Les services de renseignements estiment qu'il les a escroqués au début des années 2000, lorsqu'ils l'ont appelé à la rescousse pour sortir la DGSE d'investissements infructueux. Ceux-ci avaient été réalisés avec un fonds secret, confié par l'Etat il y a des décennies dans une volonté d'indépendance de l'institution en cas d'occupation étrangère ou de disparition du gouvernement.

Des menaces mises en cause

Les agents menacent Alain Dumenil, dont les manœuvres financières lui ont valu d'être mis en examen pour banqueroute, notamment en lui montrant un album de photographies de ses proches. L'homme d'affaires s'emporte et annonce porter plainte. Les agents s'éclipsent.

Au cours du procès, qui s'est tenu en novembre et a parfois semblé devenir celui des services secrets tout entier, Bernard Bajolet a toujours reconnu avoir validé le principe d'une rencontre mais sans avoir jamais imaginé, a-t-il assuré, que cela se ferait avec «une forme quelconque de contrainte».

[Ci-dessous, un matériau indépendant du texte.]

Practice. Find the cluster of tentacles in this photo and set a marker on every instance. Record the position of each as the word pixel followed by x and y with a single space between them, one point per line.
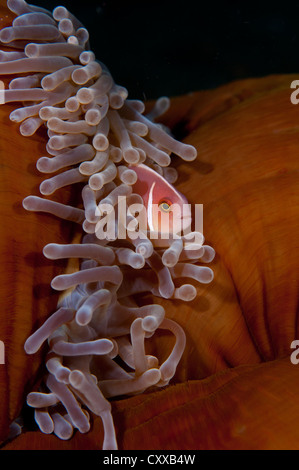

«Les choses ne se sont pas passées comme elles auraient dû», avait toutefois reconnu Bernard Bajolet qui, avec ses avocats, n'a pas souhaité faire de commentaire jeudi après la décision du tribunal.

Des méthodes choquantes

La cour, qui a qualifié les méthodes employés de «choquantes», «inquiétantes» et «contraire à l'Etat de droit», a considéré qu'"il est peu probable que des agents puissent agir en toute autonomie» dans un dossier «aussi sensible».

De plus, selon le président de la cour, si Bernard Bajolet avait fini par disqualifier la manière dont s'était déroulé l'entrevue avec Alain Dumenil, il n'a pour autant jamais signalé ces faits à la justice ni engagé de démarche disciplinaire à l'égard des agents, jamais identifiés, le secret défense ayant été invoqué à plusieurs reprise lors de l'instruction.

«Cette décision marque après des années de combat judiciaire une étape importante», en rappelant que «la justice peut établir des responsabilités, y compris lorsque l'affaire touche à des pouvoirs d'Etat particulièrement sensibles et en dépit des obstacles qui lui sont opposés», a réagi Me Nicolas Huc-Morel, avocat d'Alain Dumenil qui, lui, était absent lors de l'annonce de la décision.

25'000 euros de dédommagements

Bernard Bajolet a par ailleurs été condamné à verser 25'000 euros à Alain Dumenil, dont 15'000 euros pour «les souffrances endurées». Le reste concerne les frais de justice.

Lors de l'audience de novembre, Alain Dumenil était apparu très marqué, accusant, dans une déclaration quelque peu confuse, la DGSE de tentatives d'assassinat contre sa personne et de pression sur la justice. Il avait demandé trois millions d'euros.